Yes, agreed Anthea Hansen, general manager of Del Puerto, but the ruling doesn’t stop the project.

“I don’t think that it really impacts our schedule,” Hansen said. “The one thing it does do is put the work that we needed to do on the road relocation, it puts that front and center now.”

At a Nov. 4 Exchange Contractor Authority board meeting, the group’s attorney said there had been some uncertainty about where to place the Del Puerto Canyon Road when the project was finalized. The county had disapproved of the proposed placement, he added.

The proposed dam would cover 800 acres and hold 82,000 acre feet of water. Some of the water would be captured from Del Puerto creek but other supplies, up to 40,000 acre feet, would be diverted from the Delta-Mendota Canal from the Exchange Contractors’ federal allocation, according to court documents.

It was that canal diversion that caused concern among contractors on the Friant Division of the Central Valley Project.

The Friant group asserted that the dam could allow Exchange Contractors to hold on to water in flush years and still demand a full allocation from the federal Bureau of Reclamation in dry years, which could affect their supplies.

The judge ruled there was no evidence that the Exchange Contractors had, essentially, hoarded water to Friant’s detriment.

That lack of evidence, the judge wrote in his Nov. 3 ruling, “…is fatal to Friant’s factual contention.”

The often fraught relationship between the Exchange Contractors and Friant Division contractors goes back to the formation of the Central Valley Project in the 1930s.

The Federal Government built the Friant Dam to create Millerton Lake on the San Joaquin River near Fresno in order to bring that water to farms and towns all the way south to Arvin. But there were already farmers along the western portion of the San Joaquin River using that water. 

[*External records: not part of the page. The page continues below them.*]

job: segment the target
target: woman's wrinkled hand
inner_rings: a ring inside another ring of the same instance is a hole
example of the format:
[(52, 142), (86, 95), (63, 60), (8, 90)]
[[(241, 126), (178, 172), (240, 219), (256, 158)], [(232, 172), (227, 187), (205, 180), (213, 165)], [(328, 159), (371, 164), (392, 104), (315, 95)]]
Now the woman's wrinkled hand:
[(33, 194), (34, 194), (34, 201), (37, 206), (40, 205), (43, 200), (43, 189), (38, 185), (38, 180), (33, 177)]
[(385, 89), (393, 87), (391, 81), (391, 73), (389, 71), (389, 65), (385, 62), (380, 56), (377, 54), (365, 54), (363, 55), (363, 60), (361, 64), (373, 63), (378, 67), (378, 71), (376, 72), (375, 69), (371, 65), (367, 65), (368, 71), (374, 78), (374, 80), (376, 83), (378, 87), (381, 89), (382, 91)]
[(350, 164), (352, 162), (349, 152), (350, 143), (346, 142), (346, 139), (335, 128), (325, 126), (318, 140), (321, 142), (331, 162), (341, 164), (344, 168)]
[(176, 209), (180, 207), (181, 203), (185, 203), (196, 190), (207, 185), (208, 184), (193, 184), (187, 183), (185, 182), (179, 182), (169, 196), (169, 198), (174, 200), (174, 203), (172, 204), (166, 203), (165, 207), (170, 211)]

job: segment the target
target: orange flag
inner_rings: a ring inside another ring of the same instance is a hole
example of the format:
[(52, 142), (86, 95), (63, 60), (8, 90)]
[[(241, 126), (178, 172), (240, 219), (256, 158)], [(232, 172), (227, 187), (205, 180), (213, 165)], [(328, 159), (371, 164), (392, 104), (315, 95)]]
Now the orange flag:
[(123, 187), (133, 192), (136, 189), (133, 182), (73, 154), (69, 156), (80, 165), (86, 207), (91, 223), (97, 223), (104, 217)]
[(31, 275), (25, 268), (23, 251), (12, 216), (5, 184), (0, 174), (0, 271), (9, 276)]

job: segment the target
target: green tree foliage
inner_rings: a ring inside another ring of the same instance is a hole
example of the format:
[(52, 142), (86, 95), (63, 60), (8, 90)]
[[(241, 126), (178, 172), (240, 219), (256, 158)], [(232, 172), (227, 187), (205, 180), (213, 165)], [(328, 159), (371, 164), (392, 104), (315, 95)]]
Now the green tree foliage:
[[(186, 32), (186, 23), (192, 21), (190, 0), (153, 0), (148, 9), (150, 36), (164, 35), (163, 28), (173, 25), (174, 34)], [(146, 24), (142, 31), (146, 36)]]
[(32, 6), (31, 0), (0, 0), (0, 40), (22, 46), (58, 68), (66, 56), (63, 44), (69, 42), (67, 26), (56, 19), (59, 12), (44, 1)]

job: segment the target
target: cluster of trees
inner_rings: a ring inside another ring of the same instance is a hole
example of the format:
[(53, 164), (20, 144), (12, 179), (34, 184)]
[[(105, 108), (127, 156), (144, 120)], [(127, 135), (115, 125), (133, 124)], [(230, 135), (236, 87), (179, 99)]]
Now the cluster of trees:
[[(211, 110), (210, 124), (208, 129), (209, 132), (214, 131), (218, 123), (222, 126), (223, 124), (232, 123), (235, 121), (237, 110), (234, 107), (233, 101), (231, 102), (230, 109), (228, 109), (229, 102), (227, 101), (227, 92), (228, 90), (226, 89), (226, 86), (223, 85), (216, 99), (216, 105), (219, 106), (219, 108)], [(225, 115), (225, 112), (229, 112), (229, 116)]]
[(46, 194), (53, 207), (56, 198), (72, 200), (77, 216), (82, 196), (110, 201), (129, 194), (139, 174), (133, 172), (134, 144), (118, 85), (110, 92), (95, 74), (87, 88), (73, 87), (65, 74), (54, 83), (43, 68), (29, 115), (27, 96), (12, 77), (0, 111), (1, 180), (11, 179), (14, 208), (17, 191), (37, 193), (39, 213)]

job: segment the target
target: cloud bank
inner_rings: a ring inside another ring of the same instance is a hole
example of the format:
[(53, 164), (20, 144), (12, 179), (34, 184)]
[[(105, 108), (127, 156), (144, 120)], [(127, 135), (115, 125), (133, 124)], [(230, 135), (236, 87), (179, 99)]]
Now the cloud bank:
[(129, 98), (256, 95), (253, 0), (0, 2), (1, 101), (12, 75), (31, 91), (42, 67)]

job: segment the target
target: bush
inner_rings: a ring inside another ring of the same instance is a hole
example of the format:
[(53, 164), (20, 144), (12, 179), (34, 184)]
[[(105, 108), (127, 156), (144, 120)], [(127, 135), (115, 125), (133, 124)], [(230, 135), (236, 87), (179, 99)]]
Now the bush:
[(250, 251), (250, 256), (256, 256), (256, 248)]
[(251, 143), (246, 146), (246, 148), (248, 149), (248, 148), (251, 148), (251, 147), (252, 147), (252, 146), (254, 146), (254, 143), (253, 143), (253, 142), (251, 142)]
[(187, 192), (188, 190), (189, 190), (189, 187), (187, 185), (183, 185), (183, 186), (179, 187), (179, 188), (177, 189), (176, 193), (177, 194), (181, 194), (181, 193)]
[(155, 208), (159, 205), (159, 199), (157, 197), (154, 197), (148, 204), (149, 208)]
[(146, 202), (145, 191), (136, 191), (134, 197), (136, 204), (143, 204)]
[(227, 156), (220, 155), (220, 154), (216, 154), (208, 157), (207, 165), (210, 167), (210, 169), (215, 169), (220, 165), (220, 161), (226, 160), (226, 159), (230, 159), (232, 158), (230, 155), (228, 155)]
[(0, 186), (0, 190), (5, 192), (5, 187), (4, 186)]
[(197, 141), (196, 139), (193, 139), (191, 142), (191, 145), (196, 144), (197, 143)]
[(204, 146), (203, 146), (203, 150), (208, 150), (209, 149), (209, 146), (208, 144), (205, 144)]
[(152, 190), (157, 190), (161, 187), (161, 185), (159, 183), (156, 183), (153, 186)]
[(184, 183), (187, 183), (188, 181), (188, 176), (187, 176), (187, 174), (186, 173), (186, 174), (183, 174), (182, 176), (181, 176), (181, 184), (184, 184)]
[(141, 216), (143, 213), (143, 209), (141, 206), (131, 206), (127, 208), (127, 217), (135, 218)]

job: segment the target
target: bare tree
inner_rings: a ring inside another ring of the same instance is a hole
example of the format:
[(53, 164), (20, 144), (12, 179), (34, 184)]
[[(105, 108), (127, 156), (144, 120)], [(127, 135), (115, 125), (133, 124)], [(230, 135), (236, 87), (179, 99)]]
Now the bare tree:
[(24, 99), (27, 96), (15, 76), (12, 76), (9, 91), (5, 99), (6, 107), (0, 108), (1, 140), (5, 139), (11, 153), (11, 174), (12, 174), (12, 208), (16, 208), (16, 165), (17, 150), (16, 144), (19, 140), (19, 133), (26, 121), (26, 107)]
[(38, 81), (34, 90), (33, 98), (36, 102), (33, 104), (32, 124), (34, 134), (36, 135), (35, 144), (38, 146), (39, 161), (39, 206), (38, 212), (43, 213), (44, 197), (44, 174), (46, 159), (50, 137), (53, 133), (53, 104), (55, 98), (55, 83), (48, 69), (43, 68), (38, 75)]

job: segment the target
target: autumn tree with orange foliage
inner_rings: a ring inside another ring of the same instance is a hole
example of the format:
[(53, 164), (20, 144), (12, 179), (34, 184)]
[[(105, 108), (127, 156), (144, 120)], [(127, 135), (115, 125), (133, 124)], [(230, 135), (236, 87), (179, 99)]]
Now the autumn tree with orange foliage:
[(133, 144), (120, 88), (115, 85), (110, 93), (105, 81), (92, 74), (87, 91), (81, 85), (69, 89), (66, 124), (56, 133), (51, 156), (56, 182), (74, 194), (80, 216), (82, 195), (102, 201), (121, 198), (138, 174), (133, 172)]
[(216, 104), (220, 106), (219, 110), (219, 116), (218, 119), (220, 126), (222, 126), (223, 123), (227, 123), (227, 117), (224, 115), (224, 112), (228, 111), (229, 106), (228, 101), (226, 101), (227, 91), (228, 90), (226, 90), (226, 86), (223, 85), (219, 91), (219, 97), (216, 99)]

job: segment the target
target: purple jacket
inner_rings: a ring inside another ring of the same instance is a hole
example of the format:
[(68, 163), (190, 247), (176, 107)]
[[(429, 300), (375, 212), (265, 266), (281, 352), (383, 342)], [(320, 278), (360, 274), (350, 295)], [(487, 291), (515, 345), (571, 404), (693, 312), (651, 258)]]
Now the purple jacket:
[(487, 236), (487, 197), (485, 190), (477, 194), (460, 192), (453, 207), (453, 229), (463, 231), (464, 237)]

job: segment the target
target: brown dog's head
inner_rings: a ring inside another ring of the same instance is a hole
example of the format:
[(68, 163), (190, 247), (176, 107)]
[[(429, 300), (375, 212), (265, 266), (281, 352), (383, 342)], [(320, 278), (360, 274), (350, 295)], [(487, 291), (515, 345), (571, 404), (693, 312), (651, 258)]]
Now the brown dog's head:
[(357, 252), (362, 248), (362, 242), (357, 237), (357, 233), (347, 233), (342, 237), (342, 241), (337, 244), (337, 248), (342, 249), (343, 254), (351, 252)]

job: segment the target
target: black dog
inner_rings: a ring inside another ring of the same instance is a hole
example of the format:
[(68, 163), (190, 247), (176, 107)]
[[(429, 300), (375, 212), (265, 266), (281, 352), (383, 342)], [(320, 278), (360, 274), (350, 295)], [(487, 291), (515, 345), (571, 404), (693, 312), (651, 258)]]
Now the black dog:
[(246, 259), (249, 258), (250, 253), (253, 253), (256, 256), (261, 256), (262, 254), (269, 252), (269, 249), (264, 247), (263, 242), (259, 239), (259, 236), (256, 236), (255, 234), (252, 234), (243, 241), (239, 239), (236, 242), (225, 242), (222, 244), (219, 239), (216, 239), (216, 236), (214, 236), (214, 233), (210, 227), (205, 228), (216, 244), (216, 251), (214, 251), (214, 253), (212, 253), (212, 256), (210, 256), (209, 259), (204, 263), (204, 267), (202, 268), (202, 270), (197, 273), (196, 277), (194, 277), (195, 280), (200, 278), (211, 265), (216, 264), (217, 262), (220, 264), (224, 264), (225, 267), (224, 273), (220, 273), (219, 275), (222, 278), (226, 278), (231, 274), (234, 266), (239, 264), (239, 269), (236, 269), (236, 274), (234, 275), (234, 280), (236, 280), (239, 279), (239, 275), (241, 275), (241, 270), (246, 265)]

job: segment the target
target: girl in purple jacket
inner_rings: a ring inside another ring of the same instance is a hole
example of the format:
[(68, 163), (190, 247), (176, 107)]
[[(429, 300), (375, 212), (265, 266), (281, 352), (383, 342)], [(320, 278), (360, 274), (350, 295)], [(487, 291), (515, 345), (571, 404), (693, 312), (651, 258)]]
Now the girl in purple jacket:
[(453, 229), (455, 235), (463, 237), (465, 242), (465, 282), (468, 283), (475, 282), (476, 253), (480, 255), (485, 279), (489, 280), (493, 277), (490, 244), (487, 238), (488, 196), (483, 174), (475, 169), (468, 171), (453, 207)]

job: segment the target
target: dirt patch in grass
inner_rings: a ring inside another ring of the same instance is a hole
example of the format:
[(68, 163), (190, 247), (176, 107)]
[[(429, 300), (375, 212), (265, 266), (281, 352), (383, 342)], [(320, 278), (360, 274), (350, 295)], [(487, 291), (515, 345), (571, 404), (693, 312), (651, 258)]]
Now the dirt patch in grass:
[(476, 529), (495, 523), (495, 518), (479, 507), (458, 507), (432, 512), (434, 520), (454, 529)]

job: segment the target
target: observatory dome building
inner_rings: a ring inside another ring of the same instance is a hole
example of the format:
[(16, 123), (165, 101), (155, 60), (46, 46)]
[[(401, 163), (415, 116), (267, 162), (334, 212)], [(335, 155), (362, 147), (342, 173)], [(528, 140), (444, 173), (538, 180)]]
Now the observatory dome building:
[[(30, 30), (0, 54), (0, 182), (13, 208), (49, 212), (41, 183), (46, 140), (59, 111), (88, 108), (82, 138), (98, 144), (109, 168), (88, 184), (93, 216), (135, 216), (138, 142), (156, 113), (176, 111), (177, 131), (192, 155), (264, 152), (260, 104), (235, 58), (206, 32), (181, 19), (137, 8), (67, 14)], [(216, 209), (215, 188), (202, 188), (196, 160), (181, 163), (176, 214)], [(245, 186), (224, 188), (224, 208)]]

So, the feds contracted with those water users promising to provide them water from the Sacramento-San Joaquin Delta through the Delta-Mendota Canal in “exchange” for their river water. 

That contract has resulted in the delivery of about 840,000 acre feet in normal years and 650,000 acre feet in dry years to the Exchange Contractors, a group of four agricultural water districts that stretch from Mendota in western Fresno County north to near the City of Patterson. 

Exchange Contractor districts

 

It’s the dry year allocations that can, and have, had a major impact on supplies to Friant contractors. 

In fact, this year, Friant contractors received only 20% of their allocated water partly because the Bureau of Reclamation had to dip into Friant supplies held in Millerton to fulfill its obligation to the Exchange Contractors.

During the extreme drought of 2014 and 2015, Friant contractors received 0% of their allocation so the feds could supply the Exchange Contractors, who then sold some water back to Friant.

The federal contract with the Exchange Contractors is open for renegotiation this year and there have been calls from environmental groups as well as the Los Angeles Times editorial board for the feds to strike a more even deal. 

In a letter to the Bureau of Reclamation, the Natural Resources Defense Council claims the contract has been so lopsided on behalf of the Exchange Contractors, that those districts have actually received more water than they would have if the San Joaquin River had never been dammed.

Exchange Contractors would have to agree to any proposed changes in the contract.

At the Nov. 4 Exchange Contractor meeting, directors referenced an earlier statement in which they said they were “in conversation” with the Bureau of Reclamation, but that they would not agree to change the contract.

Directors said they would seek other solutions.